Atelier · October 13, 2006

Friday in the atelier: “Mandolin, Fruit Bowl, and Plaster Arm” by Pablo Picasso

Today is Friday the 13th, an unlucky day and so I think I’ll present an example of what I would consider to be a very poor painter. Pablo Picasso (1881-1973.)

I grew up learning about art from my Father, who rather liked Picasso, but who also liked a lot of realism. Dad taught me some of the basics of drawing techniques, but he was not really trained in art.

Dad lived in the museum district of Houston Texas, while Mom, Sis and I lived on the outskirts of Houston. Tanya and I would spend weekends with Dad exploring the Houston museums and zoo, most places were within easy walking distance.

I remember many happy days spent deep in the Houston Museum of Natural Science, and the Museum of Fine Art (especially the Law building). Sometimes I checked out the museum of Contemporary Art but didn’t usually find much to keep me occupied.

The Fine Art museum had a lot of Paul Cezanne’s works, and remember some impressionistic art too – probably Monet originals, depending on what was arranged for showing. They also had some dreadfully bad, extremely expensive ‘modern’ art. I would often laugh at some of those paintings, but I never was ‘caught’ by them. I could easily walk past them without a second glance.

Monet’s work interested me, some of Cezanne’s works caught me. But I was more interested in work by Frederic Remington because it seemed more lively and interesting.

I know that the Fine Art Museum had Picasso paintings, but I can’t for the life of me remember what they were – they didn’t catch my attention for longer than a moment.

Picasso’s works didn’t give me any joy. Except for a couple of his earlier, more realistic paintings, I don’t find his works interesting.

Picasso was trained by his father, a professor of art at the School of Crafts in Málaga, Spain. Picasso’s father specialized in the naturalistic depiction of birds, but also was able to teach his son Pablo figure drawing, painting in oil, and some academic training. Pablo never finished a college level arts degree, and dropped out of the Academia de San Fernando in Madrid.

Picasso enjoyed his life immensely.

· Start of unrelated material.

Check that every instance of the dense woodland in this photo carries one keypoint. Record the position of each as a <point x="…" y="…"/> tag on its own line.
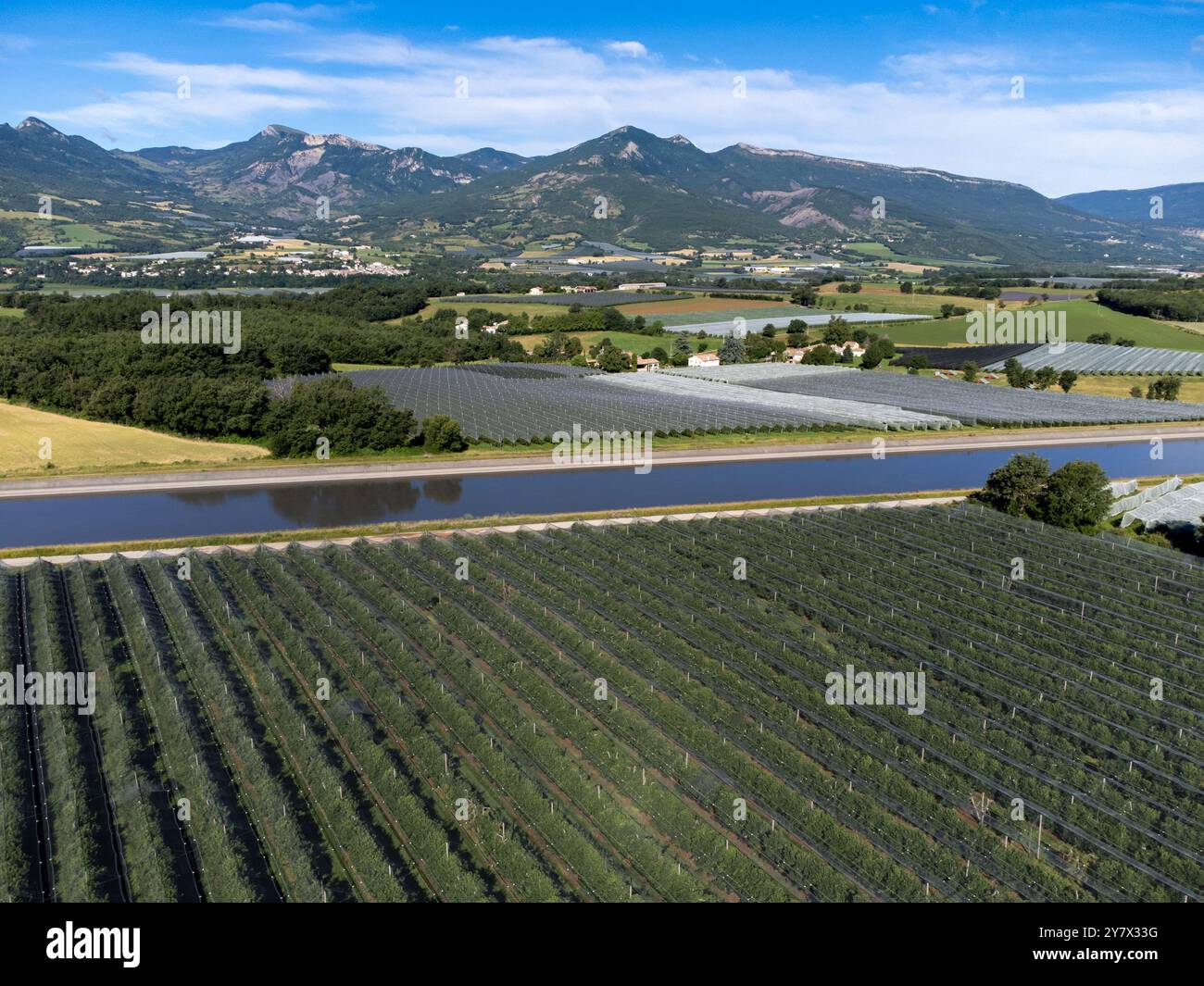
<point x="87" y="356"/>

He lived what some describe as a Bohemian lifestyle, very much centered on being a successful artist. I heard it said once that everyone wants to be known as a successful author, but no one wants to actually do all that writing. Picasso lived this analogy as a successful artist who never really needed to paint or create anything better than dreck. His styles of cubism, sculptures like the abstract Chicago Picasso, etchings, abstract expressionism and neo-expressionism allowed Picasso to slap together paint or metal and call it art – and none dare say different.

Compare Picasso with William Bouguereau. Bouguereau created less than 900 exquisite paintings in his lifetime, each filled with painstaking detail, each required weeks of preparation. Picasso created 13,500 paintings in his lifetime. If we are generous, and say that he created his first painting at the age of 10, and painted until the day he died, that works out to a new painting every 2 to 3 days.

But Picasso didn’t just paint, he also created over 100,000 prints and engravings, 34,000 book illustrations, and 300 sculptures. If Picasso were continuously creative for 82 years, he would have created an astonishing 5 works of art per day. That number is probably much higher since Picasso did spend time following other pursuits. To me, this means that he probably spent a couple of hours slapping paint onto canvas as fast as he could so he could get back to his favorite passtime – being “Pablo Picasso.”

Even fans of Picasso have a hard time telling one Picasso Cubist work from another. And Picasso himself did not release all of his work, he held back and kept demand for his work high.

Picasso’s time wasn’t dominated by his art, his time was spent being a wealthy, successful, world-renown artist. He managed to elude military service during the Spanish Civil War and World Wars I and II. He acted in film, and he was a lifelong Communist.

Picasso was married twice and fathered four children by three women. He had numerous girlfriends and mistresses throughout his life, and didn’t seem to care if his wives knew or not. He started a long-term affair at the age of 46 with a 17 year-old girl and fathered a daughter with her. Picasso met and married his last wife at the age of 80. His new wife was a 27 year old divorcee.

Picasso wasn’t a great artist because he really had no interest in honing his skills – Picasso was exactly what he wanted to be. Wealthy, successful, and selfish. His last words, “Drink to me” encapsulate the philosophy of his life.